For the love of newspapers – The Imperfectionists

I have been reading Tom Rachman’s “The Imperfectionists” and loving it so much I feel like hugging myself every time I pick it up. The book is about all the characters who work for an English-language newspaper based in Rome. (It’s not hard to imagine it as the International Herald Tribune, where Rachman did a stint.) This book has Rome (plus other exotic international locales), wonderfully real characters in full-blown quirk mode, and … newspaper stuff. Okay, Rome and everything is great, but it’s the newspaper stuff that really makes this book a treat.

Back when I was fresh out of college, I worked at a weekly newspaper in San Francisco.
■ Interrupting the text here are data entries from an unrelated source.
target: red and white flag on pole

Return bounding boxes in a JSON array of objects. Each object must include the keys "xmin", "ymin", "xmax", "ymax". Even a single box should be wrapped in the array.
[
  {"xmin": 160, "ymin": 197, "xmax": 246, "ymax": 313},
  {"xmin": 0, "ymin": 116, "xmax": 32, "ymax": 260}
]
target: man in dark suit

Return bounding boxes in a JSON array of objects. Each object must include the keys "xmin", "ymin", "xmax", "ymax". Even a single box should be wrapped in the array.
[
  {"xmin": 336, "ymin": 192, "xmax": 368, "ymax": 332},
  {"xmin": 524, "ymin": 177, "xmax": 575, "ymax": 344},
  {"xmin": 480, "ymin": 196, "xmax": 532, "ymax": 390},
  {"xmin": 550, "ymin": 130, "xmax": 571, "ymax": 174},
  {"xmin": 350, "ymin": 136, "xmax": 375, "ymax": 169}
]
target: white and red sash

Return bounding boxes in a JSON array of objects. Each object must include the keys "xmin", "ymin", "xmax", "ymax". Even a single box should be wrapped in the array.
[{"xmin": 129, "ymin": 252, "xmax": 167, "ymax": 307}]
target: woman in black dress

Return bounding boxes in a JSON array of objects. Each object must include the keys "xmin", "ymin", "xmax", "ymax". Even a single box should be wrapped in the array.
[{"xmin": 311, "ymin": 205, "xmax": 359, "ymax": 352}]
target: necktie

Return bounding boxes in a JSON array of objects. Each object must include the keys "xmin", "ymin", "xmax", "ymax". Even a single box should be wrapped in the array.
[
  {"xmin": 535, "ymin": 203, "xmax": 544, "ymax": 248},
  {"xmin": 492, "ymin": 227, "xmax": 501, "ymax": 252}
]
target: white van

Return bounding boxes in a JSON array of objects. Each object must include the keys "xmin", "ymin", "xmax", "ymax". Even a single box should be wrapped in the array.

I started as an intern and kept hanging around until I think they finally felt embarrassed enough to give me a job. I loved this job. These were the last days of actual typesetters and, in what is surely not a coincidence, the last days of fairly cheap apartments in San Francisco. All the typesetters were artists – or cranks, really they were both. I used to go to Cafe la Boheme on 24th St. and run into one of the typesetters and hear about her latest painting, the near-deadline disasters, and all the alcohol that more senior staff members had consumed the night before.

I’m probably generalizing wildly, but I think people who have worked for newspapers have a kind of tribal identity that follows them through the rest of life. I think this is why David Simon focused Season 5 of “The Wire” around The Baltimore Sun and beat on it so hard. Newspapers get under your skin. (I feel this way and I only worked at a weekly. All I know is the Bay Guardian’s crusade against PG&E is seared onto my soul.) There’s a peculiar combination of really smart people, ambition, a curious failure to reach one’s potential, alcohol abuse, and the condition of getting screwed over by management that forms the perfect essence of newsroom – and that I think Rachman captures perfectly.

My parents still get two newspapers a day (it used to be three, back when there was such a thing as afternoon papers), and my idea of bliss is still an uninterrupted hour on Sunday morning with the New York Times.

We are slackers with only one newspaper subscription, and with the way the SF Chronicle seems to be going, I wonder how long we’ll have that. I don’t know about the newsrooms of the future – my impression is they’re actually just a bunch of Starbucks where the bloggers sit. Which brings me to another reason I appreciate The Imperfectionists: even though it’s acidly funny, there’s still this wonderfully elegiac tone for the passing of a treasured institution (done with a light touch, of course, it’s not morbid). Treasure your newsprint while you can.

My copy of The Imperfectionists posed against my kids' stack of Harry Potter videos


  1. Heather says

    I know. I miss the tribe! I hope someone will someday write a book set at a place like the Guardian because I would buy that in a minute.